CAT-O-9TH-A-TAILS
The folks at Southern Appeal have been having a debate over the ninth Amendment, initial kick-off in comments here, first post here, summary of other folks' reactions here, with more between and above those posts as well. The Curmudgeonly Clerk throws in a few words here as well, with a brief reaction here.
Instead of getting into the highly detailed and professional debate over originalism, textualism, strict construction, and incorporation, let me try to work out a few idiosyncratic, incoherent points and continue in my Donald Luskin vein (sorry! It's weird, I know it; I get into ruts but I'm not actually obsessive) and note that my view is that the initial Problemstellung (which comes from the claim by Randy Barnett that judges are empowered through the 9th A to smack down states when they intrude on rights in the name of morality) is flawed for one fundamental reason.

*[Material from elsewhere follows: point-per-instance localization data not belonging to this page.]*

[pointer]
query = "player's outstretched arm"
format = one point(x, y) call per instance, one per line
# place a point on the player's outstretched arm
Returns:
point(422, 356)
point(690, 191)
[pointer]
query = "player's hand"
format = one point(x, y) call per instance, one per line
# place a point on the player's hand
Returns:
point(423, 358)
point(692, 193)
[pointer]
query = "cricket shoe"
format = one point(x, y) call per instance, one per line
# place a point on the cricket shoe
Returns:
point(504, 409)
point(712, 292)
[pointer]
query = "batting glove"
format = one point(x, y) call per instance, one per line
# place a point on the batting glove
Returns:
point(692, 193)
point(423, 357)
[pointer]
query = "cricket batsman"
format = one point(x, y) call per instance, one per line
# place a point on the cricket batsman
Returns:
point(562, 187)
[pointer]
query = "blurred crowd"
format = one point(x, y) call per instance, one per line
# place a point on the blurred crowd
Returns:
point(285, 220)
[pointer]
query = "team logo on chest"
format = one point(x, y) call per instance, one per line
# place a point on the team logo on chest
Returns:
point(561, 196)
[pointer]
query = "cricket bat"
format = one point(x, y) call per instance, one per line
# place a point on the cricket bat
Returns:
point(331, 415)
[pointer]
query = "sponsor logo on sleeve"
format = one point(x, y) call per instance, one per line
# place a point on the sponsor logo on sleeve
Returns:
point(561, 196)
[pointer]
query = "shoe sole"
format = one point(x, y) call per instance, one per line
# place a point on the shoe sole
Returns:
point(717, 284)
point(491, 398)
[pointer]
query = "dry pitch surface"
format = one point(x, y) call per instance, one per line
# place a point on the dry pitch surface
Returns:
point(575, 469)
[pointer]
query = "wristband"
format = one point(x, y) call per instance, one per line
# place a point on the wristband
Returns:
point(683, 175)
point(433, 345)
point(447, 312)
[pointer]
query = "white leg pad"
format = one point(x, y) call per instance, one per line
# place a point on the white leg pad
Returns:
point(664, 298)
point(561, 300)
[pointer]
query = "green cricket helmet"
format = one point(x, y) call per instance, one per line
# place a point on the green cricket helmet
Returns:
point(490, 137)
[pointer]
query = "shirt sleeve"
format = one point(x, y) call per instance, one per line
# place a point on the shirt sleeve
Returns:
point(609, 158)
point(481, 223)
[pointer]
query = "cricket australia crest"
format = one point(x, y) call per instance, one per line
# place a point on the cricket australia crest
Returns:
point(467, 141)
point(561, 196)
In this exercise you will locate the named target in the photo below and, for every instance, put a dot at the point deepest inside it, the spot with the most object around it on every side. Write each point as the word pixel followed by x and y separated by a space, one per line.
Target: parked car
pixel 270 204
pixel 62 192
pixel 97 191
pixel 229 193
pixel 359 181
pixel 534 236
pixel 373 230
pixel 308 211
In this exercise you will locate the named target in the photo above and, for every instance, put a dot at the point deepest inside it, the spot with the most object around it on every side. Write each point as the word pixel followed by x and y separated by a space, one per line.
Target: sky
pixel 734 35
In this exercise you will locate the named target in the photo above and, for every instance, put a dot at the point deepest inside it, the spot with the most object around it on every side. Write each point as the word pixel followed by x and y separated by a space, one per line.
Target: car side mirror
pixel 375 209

The argument seems to claim that legislatures can't legislate on the basis of morality, because judges are empowered to determine whether or not state laws aim at "liberty" rather than "license." The main problem here is that there is no account of license that does not rest on a controversial moral view. In fact, the moral distinction between liberty and license is almost guaranteed to be controversial in Barnett's scheme -- after all, you need the distinction to justify judicial power to strike down state laws. Now whether or not the hypothetical judges who decide to take up this approach will be able to justify their exercise of power will be dependent on the prevailing legal-professional views of the purpose of 9th A. But they will also be dependent on myriad other factors, such as the rhetorical abilities of the individual judges, the party and interest-group constellation at the point of the decision, the action of other high-profile individuals (such as the MA SJC, the President, or the Mayor of San Fran, to pick a few at random), and so on. As an attempt to constrain judges from using their personal views of morality in their opinions, moreover, discussions about the meaning of 9th A will have some effect, but that effect shouldn't be overstated (and that's the political scientist in me talking). If I'm right that it is impossible to separate moral factors from the area of Establishment Clause judging, for example (see below), then I can't see how it will be possible to separate out moral factors when judges look at the 9th A, which is admitted by all hands to be more amorphous and vague than the Establishment Clause. At least with EC you know what the broad subject matter is by looking at the text of the Amendment.
MORE: I fiddled with this a bit within ten minutes of posting it.